Scalable snmp-based monitoring systems for network computing

Traditional centralized monitoring systems (MS) do not scale to emerging large network computing systems (NCS) with varying participating nodes, sizable network distances and unpredictable delays. The manager, a single point of control and information gathering, becomes a bottleneck resulting in increased delays and overheads. In this research, the scalability problem is addressed using an architectural approach within the SNMP (Simple Network Management Protocol) context. New mechanisms using SNMP primitives are designed for the proposed architecture. The result is SIMONE, an SNMP-based MS for NCS. SNMP provides wide acceptability, allows the monitoring of heterogeneous systems, permits integration with other SNMP systems, and reduces implementation costs.
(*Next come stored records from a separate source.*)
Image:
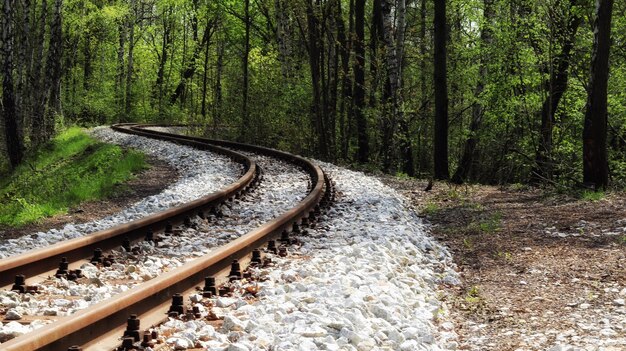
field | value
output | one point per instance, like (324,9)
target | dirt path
(538,272)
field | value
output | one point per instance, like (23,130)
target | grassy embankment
(70,169)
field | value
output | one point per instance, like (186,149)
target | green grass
(70,169)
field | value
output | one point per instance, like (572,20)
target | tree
(478,109)
(245,118)
(556,86)
(595,160)
(441,92)
(12,134)
(359,81)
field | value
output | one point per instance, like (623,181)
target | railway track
(101,325)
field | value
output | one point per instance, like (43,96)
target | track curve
(95,322)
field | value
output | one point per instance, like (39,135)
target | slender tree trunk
(556,88)
(393,57)
(315,52)
(441,93)
(87,68)
(346,83)
(167,36)
(130,68)
(359,81)
(36,80)
(245,118)
(13,138)
(423,159)
(595,162)
(53,72)
(478,110)
(283,37)
(23,64)
(121,71)
(376,38)
(217,105)
(204,80)
(191,64)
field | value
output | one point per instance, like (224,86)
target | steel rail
(98,319)
(38,261)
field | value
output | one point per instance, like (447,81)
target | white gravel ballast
(365,279)
(201,173)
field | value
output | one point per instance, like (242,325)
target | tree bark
(163,57)
(37,132)
(393,56)
(129,69)
(245,118)
(119,86)
(53,73)
(191,64)
(283,38)
(441,92)
(478,110)
(595,161)
(12,134)
(359,81)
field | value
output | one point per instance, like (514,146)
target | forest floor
(148,182)
(538,270)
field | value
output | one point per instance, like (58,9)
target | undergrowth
(70,169)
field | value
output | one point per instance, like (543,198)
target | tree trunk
(283,38)
(167,38)
(37,133)
(12,134)
(478,110)
(191,65)
(217,105)
(393,56)
(87,68)
(314,46)
(53,73)
(595,162)
(204,80)
(441,92)
(245,118)
(119,86)
(359,81)
(129,69)
(556,88)
(345,45)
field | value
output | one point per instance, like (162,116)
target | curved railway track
(100,326)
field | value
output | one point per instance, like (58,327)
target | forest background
(348,81)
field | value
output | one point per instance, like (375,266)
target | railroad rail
(101,325)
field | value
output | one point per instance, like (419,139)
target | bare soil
(537,269)
(148,182)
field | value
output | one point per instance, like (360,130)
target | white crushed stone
(201,173)
(365,279)
(283,186)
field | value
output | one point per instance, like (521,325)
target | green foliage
(526,36)
(590,195)
(70,169)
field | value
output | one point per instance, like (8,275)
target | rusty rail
(39,261)
(97,320)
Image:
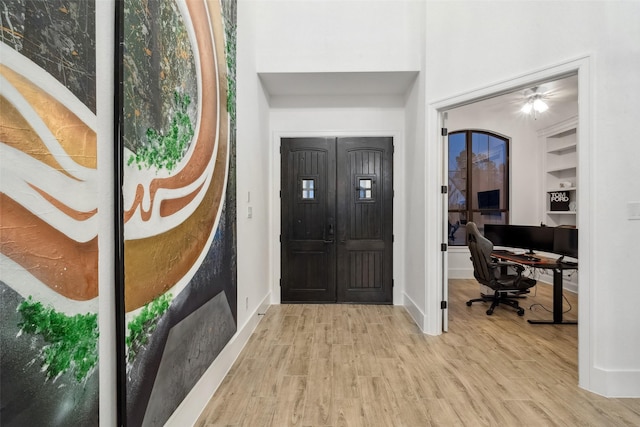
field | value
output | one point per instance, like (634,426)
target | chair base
(500,297)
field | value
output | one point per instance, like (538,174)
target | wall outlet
(633,209)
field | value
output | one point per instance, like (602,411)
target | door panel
(337,225)
(308,208)
(365,222)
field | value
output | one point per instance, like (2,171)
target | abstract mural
(48,214)
(178,195)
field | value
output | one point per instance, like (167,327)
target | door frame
(275,213)
(582,67)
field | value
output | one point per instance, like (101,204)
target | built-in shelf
(562,189)
(560,163)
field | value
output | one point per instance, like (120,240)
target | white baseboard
(460,273)
(192,406)
(416,314)
(615,384)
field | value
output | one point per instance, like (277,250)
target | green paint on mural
(230,51)
(142,326)
(164,149)
(71,342)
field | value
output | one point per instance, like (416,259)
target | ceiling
(338,83)
(560,95)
Individual components of SIMONE are implemented and metrics are defined to evaluate the performance of a manager-agent pair. Comparisons with alternate monitoring methods indicate resolution, latency, and overhead improvements. Distribution is achieved by introducing one or more levels of a dual entity, called the intermediate-level manager (ILM), between the manager and agents. An ILM accepts monitoring tasks described as scripts, which are delegated by the next higher level entity. Operations are SNMP-derived and retain the manager-agent model. Experiments conducted on a 1024-element testbed showed poor round trip delays in centralized configuration with more than 200 monitoring elements and significant improvements (reducing delays from seconds to less than tenth of a second) with the introduction of even two ILMs. Static distribution overlooks the dynamic nature of the MS-NCS environment and performs poorly over extended time. A reconfiguration mechanism reusing SNMP primitives is devised, whereby logical connections among agents and ILMs are dynamically modified to change the number of nodes managed by each ILM. A localized decision process determines the transformations required (merge, split, migrate) at each ILM based on current values of a local node status parameter, called temperature. The interactions between the MS elements and different classes of jobs are modeled as a queuing system and evaluated via simulation for different configuration scenarios. Results indicate that reconfiguration improves performance over static distribution by lowering processing delays at the ILMs.